"Gaza is Israel's Warsaw--a vast concentration camp that confined and blockaded Palestinians," wrote Robinson in the email. "We are witness to a slow-motion process of genocide."
Two Jewish students dropped the class and filed a complaint with the UC Santa Barbara, on advice from the Simon Wiesenthal Center. Both the center and the Anti-Defamation League have characterized Robinson as an anti-Semite. Big surprise: that's how they characterize anyone that expresses disapproval over Israeli policy. The first problem with such an accusation is that it's no more anti-Semitic to critique Israeli treatment of Palestinians in Gaza than it is anti-American to criticize the torture of detainees in Guantanimo. The second problem the accusation is that Robinson is a Jew. A self-loathing Jew, perhaps? Hardly. I don't consider myself to be a self-loathing American, and I speak out on Gitmo constantly. Germans are, of course, expected to speak out against the Holocaust; is that anti-German? Are white South Africans who speak out against Apartheid anti-white?
The charge of anti-semitism is damned silly and those who make it against Robinson would do well to remember the words of Hermann Goering, who used the same tool on an unsuspecting Germany:
"[T]he people can always be brought to the bidding of the leaders. That is easy.
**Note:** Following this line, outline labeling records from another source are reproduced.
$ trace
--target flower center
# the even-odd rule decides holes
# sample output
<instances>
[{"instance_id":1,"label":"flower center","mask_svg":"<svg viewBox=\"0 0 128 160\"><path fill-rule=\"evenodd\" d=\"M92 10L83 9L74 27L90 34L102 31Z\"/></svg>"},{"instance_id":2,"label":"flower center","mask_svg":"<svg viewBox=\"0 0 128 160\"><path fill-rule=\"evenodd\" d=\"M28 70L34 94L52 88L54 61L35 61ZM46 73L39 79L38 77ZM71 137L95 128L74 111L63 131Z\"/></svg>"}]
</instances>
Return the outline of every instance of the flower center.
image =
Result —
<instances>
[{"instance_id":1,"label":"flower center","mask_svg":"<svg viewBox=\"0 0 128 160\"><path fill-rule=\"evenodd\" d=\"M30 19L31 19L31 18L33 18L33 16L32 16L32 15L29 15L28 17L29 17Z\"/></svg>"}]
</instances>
All you have to do is to tell them they are being attacked, and denounce the pacifists for lack of patriotism and exposing the country to danger. It works the same in any country."
Although I am not a Jew, I reject the notion that my criticisms of the Israeli policy on the Palestinians is in any way anti-Semitic. It's not even anti-Israel. Like Robinson, I have compared the ethnic cleansing taking place in Gaza right now with the Nazis marginalizing and terrorizing the Jewish people, first in Germany, and then later througout Europe. And while the truth is that the current Israeli Gaza policy is nearer to South African Apartheid than the Holocaust, it seems to be escalating rapidly. Having corralled 1.5 million people in an area that's about 139 square miles (less than 15% the size of California's bustling Orange County, home to just over 3 million people), the Israel has gone beyond its historic treatment of the Palestinians, which more closely paralleled South African Apartheid (Olmert referred to treatment of Palestinians in the West Bank as a "pogrom"), thus justifying Robinson's characterization of Gaza as "Israel's Warsaw." And while Israel has yet to begin a program of rapid extermination, its slow, relentless ethnic cleansing of Palestinians from the population of Israel has been going on for far too long to be dismissed as unintentional or accidental.
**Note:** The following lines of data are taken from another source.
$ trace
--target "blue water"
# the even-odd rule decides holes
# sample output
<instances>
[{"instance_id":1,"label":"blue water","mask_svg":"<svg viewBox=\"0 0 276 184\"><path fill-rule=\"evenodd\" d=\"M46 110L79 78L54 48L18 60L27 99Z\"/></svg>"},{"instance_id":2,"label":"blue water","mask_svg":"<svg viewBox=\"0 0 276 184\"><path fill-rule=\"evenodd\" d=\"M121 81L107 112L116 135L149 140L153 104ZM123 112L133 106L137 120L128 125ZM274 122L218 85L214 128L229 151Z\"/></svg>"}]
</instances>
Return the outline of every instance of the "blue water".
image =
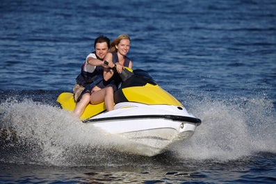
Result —
<instances>
[{"instance_id":1,"label":"blue water","mask_svg":"<svg viewBox=\"0 0 276 184\"><path fill-rule=\"evenodd\" d=\"M17 137L1 134L0 183L275 183L275 10L270 0L1 1L0 125ZM181 147L117 152L120 140L60 108L102 33L129 34L133 69L202 119Z\"/></svg>"}]
</instances>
This post is written in defense of a Jew; a man of conscience who has the courage to ask his students, Jew and non-Jew alike, to distinguish between what governments claim they do in the name of their people and what a free people must do when polities lead an otherwise well-intentioned people astray. There is a reason Professor Robinson mentions Nazis in the context of the Gaza offensive, written in the blood of his own people: NEVER AGAIN. Not just for Jews. Not just for Russians or Poles or Gypsies or homosexuals who were imprisoned and enslaved and even exterminated by the same hate-fueled Nazi war machine that killed Jews, but for any ethnic group whose culture, religion or very existence presents a challenge to those who hold power.
Professor Robinson is in no wise anti-Semitic, and is, in fact completely innocent of such a baseless and foolish charge. On the contrary, William I. Robinson represents what is best and most admirable about Jewish people: he is a critical thinker and a conscientious individual, one that clearly thinks highly of Israel, else why would he expect better of it? Nazi hunter, Simon Wiesenthal, wasn't a bully, but he hunted them, caught them and brought them back to Israel for something they'd never given their victims: a trial. It is, therefore, a sad accident of history that his name is used to bully a man whose criticisms seek to pull a nation back from the precipice, poised on the edge of the abyss1.
1. "Whoever battles with monsters had better see that it does not turn him into a monster. And if you gaze for long into an abyss, the abyss gazes also into you" (Friedrich Nietzche).